Let us consider a student who is inspired by and talented with languages but has scores too low to even meet the requirements needed for high school graduation, without which he will not be able to start his degree and career in Foreign Language Studies. He will have to correct this situation and raise his grade just enough to pass the math classes so that he can graduate. Should he feel like a failure because his math skills are below average or worse than his peers? No, because math is irrelevant to what he should be pursuing, his passion, talent and career goal, in this case, foreign languages. His low score should not transcend the realm of a few prejudiced minds and therefore remain inconsequential.

Let’s help our students and workers take a peep at the boundless world of possibilities that emerges when “I” no longer care about such destructive and judgmental criticism toward “my persona”, either from “myself” or from the outside. I soon realize I tend to forget about my weaknesses giving myself the chance to focus on my strengths which I am pleasantly surprised to discover and rediscover.

As I progress working on my strengths, I suddenly realize I am feeling better about myself, with myself, needing less to be approved by others. My sense of self-worth starts to generate from the inside as opposed to the outside as it used to be. As my self-worth raises, my self-confidence grows, and with it the perception of my potential.

The cultivation of my strengths is destined to create a complex system loop of learning and interactions which translates into emerging growth in me, my sphere of influence and eventually the environment beyond. A self-reinforcing feedback loop which ultimately allows me to shift my focus from my ego filled with self-limiting believes, petty worries and discontents, to an exciting opportunity filled world right in front of me.
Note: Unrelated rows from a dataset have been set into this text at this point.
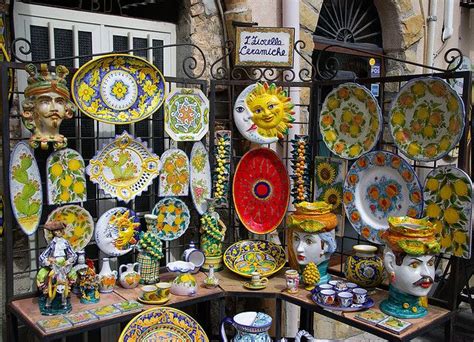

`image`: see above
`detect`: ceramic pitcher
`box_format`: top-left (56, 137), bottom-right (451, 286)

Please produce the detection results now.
top-left (221, 311), bottom-right (272, 342)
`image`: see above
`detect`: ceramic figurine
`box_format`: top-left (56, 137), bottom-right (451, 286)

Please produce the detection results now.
top-left (36, 221), bottom-right (77, 315)
top-left (380, 216), bottom-right (441, 318)
top-left (287, 201), bottom-right (337, 285)
top-left (21, 64), bottom-right (76, 150)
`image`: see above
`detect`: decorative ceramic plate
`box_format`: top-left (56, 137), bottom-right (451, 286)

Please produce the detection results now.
top-left (86, 131), bottom-right (161, 202)
top-left (151, 197), bottom-right (191, 241)
top-left (119, 307), bottom-right (209, 342)
top-left (46, 148), bottom-right (87, 205)
top-left (223, 240), bottom-right (286, 278)
top-left (158, 148), bottom-right (189, 197)
top-left (71, 54), bottom-right (165, 125)
top-left (165, 88), bottom-right (209, 141)
top-left (232, 148), bottom-right (290, 234)
top-left (44, 204), bottom-right (94, 252)
top-left (423, 166), bottom-right (473, 259)
top-left (389, 77), bottom-right (465, 161)
top-left (343, 151), bottom-right (423, 244)
top-left (95, 207), bottom-right (140, 256)
top-left (191, 141), bottom-right (212, 215)
top-left (9, 141), bottom-right (43, 235)
top-left (319, 83), bottom-right (382, 159)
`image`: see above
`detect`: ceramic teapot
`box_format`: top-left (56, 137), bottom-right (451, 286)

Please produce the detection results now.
top-left (221, 311), bottom-right (272, 342)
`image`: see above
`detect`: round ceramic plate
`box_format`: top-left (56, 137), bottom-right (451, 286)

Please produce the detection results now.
top-left (343, 151), bottom-right (423, 244)
top-left (319, 83), bottom-right (382, 159)
top-left (151, 197), bottom-right (191, 241)
top-left (119, 307), bottom-right (209, 342)
top-left (389, 77), bottom-right (465, 162)
top-left (44, 204), bottom-right (94, 252)
top-left (95, 207), bottom-right (140, 256)
top-left (232, 148), bottom-right (290, 234)
top-left (71, 54), bottom-right (165, 125)
top-left (223, 240), bottom-right (286, 278)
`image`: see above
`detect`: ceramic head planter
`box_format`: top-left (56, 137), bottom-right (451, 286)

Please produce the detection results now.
top-left (21, 64), bottom-right (76, 150)
top-left (380, 217), bottom-right (441, 318)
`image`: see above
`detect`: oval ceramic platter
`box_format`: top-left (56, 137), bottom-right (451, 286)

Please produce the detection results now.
top-left (46, 148), bottom-right (87, 205)
top-left (86, 131), bottom-right (161, 202)
top-left (343, 151), bottom-right (423, 244)
top-left (319, 83), bottom-right (382, 159)
top-left (232, 148), bottom-right (290, 234)
top-left (71, 54), bottom-right (165, 125)
top-left (44, 204), bottom-right (94, 252)
top-left (10, 141), bottom-right (43, 235)
top-left (151, 197), bottom-right (191, 241)
top-left (190, 141), bottom-right (212, 215)
top-left (223, 240), bottom-right (286, 278)
top-left (423, 166), bottom-right (473, 259)
top-left (119, 307), bottom-right (209, 342)
top-left (94, 207), bottom-right (140, 256)
top-left (158, 148), bottom-right (189, 197)
top-left (165, 88), bottom-right (209, 141)
top-left (389, 77), bottom-right (465, 162)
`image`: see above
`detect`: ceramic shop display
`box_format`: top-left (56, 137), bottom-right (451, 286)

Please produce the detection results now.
top-left (71, 54), bottom-right (165, 125)
top-left (343, 151), bottom-right (423, 244)
top-left (158, 148), bottom-right (189, 197)
top-left (287, 202), bottom-right (337, 289)
top-left (21, 64), bottom-right (76, 150)
top-left (234, 82), bottom-right (295, 144)
top-left (86, 131), bottom-right (161, 202)
top-left (189, 141), bottom-right (212, 215)
top-left (389, 77), bottom-right (465, 162)
top-left (9, 141), bottom-right (43, 235)
top-left (44, 204), bottom-right (94, 252)
top-left (94, 207), bottom-right (140, 256)
top-left (119, 307), bottom-right (209, 342)
top-left (46, 148), bottom-right (87, 205)
top-left (232, 148), bottom-right (290, 234)
top-left (423, 166), bottom-right (473, 259)
top-left (223, 240), bottom-right (286, 278)
top-left (165, 88), bottom-right (209, 141)
top-left (319, 83), bottom-right (382, 159)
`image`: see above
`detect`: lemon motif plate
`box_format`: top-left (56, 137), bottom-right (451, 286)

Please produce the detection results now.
top-left (319, 82), bottom-right (382, 159)
top-left (389, 77), bottom-right (465, 162)
top-left (71, 54), bottom-right (165, 125)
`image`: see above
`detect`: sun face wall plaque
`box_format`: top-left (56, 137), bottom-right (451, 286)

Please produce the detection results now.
top-left (86, 132), bottom-right (161, 202)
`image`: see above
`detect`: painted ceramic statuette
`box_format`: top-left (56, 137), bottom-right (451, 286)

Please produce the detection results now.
top-left (165, 88), bottom-right (209, 141)
top-left (46, 148), bottom-right (87, 205)
top-left (380, 216), bottom-right (441, 318)
top-left (158, 148), bottom-right (189, 197)
top-left (423, 166), bottom-right (473, 259)
top-left (86, 131), bottom-right (161, 202)
top-left (234, 82), bottom-right (295, 144)
top-left (287, 202), bottom-right (337, 288)
top-left (319, 83), bottom-right (382, 159)
top-left (10, 142), bottom-right (43, 235)
top-left (71, 54), bottom-right (165, 125)
top-left (389, 77), bottom-right (465, 161)
top-left (21, 64), bottom-right (76, 150)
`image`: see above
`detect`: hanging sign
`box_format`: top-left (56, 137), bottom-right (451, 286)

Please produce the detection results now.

My new focus becomes how I can indulge cultivating my talents and passions that will in turn foster my unique self-realization and by default, my greatest contribution to humankind and the environment? Once we make such shift the consequences of our actions and interactions multiply in a feedback loop fashion, i.e., exponentially.

I strongly believe this realization is the key to make the universal impact that some of us have for so long and so desperately been seeking. An exponential impact generated by countless individual self realizations generating an equal amount of feedback loops which can propagate around the world with same speed as bacterial growth or a pandemic but with a constructive transformative effect.

Such realization as it enables self-actualization, can play a major role in raising human awareness and in our potential to assure a sustainable future.  Many of us have long searched for the magic formula to timely reach the critical mass of human awareness that will allow us to tip the balance of our fate.  I am convinced the answer starts with finding a way to make this self-realization viral.